狩人を獣と呼び、こちらに来るななどと。自分たちが獣であることを自覚することもできなくなっているのだろうか。
通路を塞ぐようにしてライフルを構えた疾患者が現れる。長大な銃身は古典的な猟銃ではあるが、人を殺すには足りる威力を保有している。
発砲。よりも一瞬早くアルバが駆けた。肉食獣染みた低姿勢で射線をかいくぐると、一気に距離を詰める。
霧の中にミルドリスの姿が消失するや、背後から迫りつつあった猟犬へと二筋の光の竜巻が空間に現れた。街灯を反射する二つの刃が描き出した斬撃が猟犬の頭部をねじ切ると弾き飛ばした。
「こちらは任せろ」
アルバが言うなり身を翻すようにして投げナイフをライフル持ちの疾患者へと投擲した。
「キサマ……」
ライフルを握る手へとナイフが吸い込まれていく。ぱっとどす黒い色の血液が散った。むき出しになった牙から唾液を吹き唸る、疾患者。
蹈鞴を踏んだ疾患者へと、アルバが槍を握ったまま突っ込んでいく。
再装填は間に合わないと判断した時既に遅し。槍の切っ先が肩口へと差し込まれていた。
解体する。破壊する。獣に酷い手傷を負わせる。負傷しても、治癒などさせぬ。という意思を込められた洗練されていないギザギザな槍先が肉を引き裂き骨を砕く。

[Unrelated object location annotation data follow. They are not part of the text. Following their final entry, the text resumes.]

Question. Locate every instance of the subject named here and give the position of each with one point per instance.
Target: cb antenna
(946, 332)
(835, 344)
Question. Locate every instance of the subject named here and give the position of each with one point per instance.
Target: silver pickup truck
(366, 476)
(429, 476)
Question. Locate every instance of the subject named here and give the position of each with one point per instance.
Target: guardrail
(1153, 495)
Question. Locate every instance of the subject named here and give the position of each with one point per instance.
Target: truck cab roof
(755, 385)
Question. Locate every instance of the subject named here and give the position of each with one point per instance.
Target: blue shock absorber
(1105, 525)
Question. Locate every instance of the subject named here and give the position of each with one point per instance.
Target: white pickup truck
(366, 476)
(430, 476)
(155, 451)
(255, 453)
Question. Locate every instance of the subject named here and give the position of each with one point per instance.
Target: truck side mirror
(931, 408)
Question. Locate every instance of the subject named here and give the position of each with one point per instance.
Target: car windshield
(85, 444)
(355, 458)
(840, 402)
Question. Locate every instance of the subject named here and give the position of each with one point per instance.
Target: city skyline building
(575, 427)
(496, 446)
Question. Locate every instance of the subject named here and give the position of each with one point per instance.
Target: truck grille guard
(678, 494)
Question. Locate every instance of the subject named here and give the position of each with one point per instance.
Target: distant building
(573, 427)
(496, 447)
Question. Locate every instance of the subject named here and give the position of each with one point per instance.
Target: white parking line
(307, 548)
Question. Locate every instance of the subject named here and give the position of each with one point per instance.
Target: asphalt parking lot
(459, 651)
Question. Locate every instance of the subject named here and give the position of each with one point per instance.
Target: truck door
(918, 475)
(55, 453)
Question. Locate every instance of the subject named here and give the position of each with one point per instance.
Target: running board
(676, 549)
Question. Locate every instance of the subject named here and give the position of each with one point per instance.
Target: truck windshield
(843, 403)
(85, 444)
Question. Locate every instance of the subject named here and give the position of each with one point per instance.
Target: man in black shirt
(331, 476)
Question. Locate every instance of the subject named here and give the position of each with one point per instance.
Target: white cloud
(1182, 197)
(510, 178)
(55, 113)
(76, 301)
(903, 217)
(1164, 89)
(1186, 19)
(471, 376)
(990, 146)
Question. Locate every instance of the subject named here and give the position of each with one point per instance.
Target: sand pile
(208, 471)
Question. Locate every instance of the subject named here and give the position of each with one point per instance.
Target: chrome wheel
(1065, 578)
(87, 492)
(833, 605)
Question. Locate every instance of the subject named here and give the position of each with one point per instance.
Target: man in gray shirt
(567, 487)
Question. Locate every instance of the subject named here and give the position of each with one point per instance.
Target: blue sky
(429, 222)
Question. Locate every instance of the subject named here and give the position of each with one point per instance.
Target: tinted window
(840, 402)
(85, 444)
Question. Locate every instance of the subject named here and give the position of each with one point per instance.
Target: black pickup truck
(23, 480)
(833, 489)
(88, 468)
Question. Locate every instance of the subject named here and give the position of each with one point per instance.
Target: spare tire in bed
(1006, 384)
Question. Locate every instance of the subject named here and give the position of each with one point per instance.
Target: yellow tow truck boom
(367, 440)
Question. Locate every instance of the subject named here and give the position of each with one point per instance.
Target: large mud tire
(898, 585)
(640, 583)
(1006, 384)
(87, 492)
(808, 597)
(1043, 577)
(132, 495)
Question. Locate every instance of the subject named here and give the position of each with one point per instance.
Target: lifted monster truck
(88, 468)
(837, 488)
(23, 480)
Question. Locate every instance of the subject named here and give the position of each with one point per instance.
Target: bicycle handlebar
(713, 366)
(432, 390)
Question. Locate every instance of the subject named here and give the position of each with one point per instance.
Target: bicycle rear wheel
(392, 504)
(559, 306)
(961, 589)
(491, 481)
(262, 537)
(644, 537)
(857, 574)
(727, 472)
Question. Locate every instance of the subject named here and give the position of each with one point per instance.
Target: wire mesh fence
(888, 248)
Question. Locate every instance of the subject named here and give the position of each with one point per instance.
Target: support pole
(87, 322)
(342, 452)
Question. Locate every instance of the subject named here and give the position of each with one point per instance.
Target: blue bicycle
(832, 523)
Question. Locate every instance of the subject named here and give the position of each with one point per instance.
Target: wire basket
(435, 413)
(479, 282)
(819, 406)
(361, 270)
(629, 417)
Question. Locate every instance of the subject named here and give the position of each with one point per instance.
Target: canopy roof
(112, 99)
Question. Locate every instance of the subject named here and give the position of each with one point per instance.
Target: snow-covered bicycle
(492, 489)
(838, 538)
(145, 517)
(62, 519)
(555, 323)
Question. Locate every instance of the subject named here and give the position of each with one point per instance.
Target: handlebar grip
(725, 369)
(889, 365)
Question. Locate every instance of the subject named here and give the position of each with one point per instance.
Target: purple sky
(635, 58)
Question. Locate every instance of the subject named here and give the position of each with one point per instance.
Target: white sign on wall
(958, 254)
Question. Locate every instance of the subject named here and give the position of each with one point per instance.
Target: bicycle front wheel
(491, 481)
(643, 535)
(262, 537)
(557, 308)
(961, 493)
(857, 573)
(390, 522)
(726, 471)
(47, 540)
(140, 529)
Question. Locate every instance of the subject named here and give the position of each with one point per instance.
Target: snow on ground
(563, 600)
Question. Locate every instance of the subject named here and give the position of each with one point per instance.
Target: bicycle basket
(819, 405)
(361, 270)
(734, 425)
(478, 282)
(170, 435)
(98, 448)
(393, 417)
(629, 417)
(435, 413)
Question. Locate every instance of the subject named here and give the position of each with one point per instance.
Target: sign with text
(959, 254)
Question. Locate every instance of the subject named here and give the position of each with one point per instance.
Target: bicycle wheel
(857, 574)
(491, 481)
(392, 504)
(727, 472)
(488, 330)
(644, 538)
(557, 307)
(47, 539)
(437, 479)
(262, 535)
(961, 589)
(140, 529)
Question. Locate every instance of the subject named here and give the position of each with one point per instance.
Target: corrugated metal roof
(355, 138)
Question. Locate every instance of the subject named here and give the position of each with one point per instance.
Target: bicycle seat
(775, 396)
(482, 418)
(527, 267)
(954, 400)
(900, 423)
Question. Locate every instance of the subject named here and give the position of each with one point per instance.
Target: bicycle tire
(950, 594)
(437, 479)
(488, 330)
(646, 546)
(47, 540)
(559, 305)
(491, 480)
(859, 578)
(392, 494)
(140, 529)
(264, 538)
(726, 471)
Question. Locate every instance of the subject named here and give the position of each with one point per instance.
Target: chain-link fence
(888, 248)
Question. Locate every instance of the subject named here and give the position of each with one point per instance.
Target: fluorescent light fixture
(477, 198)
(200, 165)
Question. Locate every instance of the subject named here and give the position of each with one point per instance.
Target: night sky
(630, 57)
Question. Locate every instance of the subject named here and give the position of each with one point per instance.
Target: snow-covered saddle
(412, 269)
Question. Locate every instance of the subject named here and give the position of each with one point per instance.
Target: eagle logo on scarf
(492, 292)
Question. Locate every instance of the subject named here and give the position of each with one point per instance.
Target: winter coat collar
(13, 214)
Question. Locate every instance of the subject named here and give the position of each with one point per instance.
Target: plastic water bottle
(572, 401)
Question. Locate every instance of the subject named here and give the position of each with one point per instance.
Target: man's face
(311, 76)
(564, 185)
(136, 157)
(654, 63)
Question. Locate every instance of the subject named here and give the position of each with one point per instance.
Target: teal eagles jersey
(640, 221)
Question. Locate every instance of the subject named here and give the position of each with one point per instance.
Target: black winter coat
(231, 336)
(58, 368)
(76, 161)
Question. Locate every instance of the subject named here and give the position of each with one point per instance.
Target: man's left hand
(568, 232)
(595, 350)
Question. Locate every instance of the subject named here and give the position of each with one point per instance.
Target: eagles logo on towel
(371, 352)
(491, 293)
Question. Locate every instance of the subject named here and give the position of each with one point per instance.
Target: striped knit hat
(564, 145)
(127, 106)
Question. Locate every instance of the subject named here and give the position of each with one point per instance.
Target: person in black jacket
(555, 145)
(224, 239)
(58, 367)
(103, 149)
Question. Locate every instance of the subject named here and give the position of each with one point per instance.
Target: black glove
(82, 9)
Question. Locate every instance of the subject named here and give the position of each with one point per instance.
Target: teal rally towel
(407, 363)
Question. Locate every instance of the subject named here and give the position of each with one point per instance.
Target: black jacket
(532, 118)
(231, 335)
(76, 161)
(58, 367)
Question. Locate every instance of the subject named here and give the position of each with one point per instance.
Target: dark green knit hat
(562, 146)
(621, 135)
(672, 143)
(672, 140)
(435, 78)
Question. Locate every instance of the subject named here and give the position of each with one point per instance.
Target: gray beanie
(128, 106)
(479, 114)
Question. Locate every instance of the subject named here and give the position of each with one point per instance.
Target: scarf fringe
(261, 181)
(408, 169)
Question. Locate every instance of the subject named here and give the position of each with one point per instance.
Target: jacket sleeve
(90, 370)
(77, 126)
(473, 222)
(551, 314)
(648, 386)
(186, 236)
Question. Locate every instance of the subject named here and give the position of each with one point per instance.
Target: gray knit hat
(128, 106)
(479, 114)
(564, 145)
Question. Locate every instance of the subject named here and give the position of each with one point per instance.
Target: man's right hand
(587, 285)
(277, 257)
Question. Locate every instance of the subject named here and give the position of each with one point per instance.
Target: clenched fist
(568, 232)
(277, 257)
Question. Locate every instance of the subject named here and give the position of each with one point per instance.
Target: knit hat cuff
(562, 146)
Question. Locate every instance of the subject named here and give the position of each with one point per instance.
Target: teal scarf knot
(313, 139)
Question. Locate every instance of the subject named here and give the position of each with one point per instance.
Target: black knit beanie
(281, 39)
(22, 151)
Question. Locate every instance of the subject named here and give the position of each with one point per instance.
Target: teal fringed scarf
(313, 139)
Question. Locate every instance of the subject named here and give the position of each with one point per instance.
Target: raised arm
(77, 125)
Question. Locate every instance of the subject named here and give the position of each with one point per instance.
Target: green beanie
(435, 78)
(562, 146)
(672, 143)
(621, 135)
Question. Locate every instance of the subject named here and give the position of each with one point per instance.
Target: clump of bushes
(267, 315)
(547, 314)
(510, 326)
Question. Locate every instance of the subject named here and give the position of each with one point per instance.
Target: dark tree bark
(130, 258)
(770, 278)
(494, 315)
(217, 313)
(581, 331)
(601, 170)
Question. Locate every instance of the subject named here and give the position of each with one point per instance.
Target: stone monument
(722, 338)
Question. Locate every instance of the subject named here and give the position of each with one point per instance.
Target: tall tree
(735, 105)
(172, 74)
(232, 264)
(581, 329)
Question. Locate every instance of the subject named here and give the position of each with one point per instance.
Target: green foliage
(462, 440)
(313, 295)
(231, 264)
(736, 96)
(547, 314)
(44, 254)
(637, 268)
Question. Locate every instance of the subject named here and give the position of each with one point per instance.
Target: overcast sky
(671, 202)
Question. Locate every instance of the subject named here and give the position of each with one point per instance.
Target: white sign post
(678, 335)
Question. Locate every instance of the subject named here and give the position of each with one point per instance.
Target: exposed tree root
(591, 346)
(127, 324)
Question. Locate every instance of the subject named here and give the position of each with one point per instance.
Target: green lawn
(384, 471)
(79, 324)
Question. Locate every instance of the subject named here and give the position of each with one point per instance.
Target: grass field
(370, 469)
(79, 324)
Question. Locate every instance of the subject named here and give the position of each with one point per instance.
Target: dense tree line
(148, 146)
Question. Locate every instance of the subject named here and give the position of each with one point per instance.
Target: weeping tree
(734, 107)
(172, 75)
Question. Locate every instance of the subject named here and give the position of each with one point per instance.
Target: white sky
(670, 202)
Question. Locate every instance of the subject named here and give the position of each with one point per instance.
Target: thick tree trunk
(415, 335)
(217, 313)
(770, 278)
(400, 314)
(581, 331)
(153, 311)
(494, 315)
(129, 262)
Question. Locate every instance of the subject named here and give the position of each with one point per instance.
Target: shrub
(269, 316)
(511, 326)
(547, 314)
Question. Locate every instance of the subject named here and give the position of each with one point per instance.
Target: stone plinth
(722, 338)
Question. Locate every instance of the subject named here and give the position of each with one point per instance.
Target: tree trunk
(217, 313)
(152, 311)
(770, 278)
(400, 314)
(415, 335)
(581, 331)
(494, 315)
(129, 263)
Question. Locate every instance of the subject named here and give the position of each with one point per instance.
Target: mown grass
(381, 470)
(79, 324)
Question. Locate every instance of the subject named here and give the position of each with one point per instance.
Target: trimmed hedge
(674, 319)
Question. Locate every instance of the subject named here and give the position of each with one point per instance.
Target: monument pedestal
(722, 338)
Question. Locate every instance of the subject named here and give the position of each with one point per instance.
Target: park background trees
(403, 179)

もがく疾患者を、アルバはあろうことか槍ごと持ち上げて投げ捨てた。
疾患者を餌に攻撃を加えんと農業用の鍬を振り上げて迫っていた一人を視認したからだ。
――ガキン。
槍先を変形。同時に発砲。無数の散弾が鍬を握る人もとい獣の全身を打つ。極端に手元で拡散するように調整されたそれは、素早い獣の動きに対応する意味合いがあった。
動きを止めた一瞬を狙い変形した槍先を短く握り、懐に飛び込む。
腸もろとも腹を引き裂く。鍛えられた腕力を持って切っ先を強引にねじ込んでいくや、背骨の折れる感触が手に伝わるまで止めずに突き進む。
「ガ………グ……」
力なく犬歯を鳴らす疾患者を握った槍の変形と同時に投げ捨てた。地面に放られた疾患者は腹部を押さえもがくことしかできない。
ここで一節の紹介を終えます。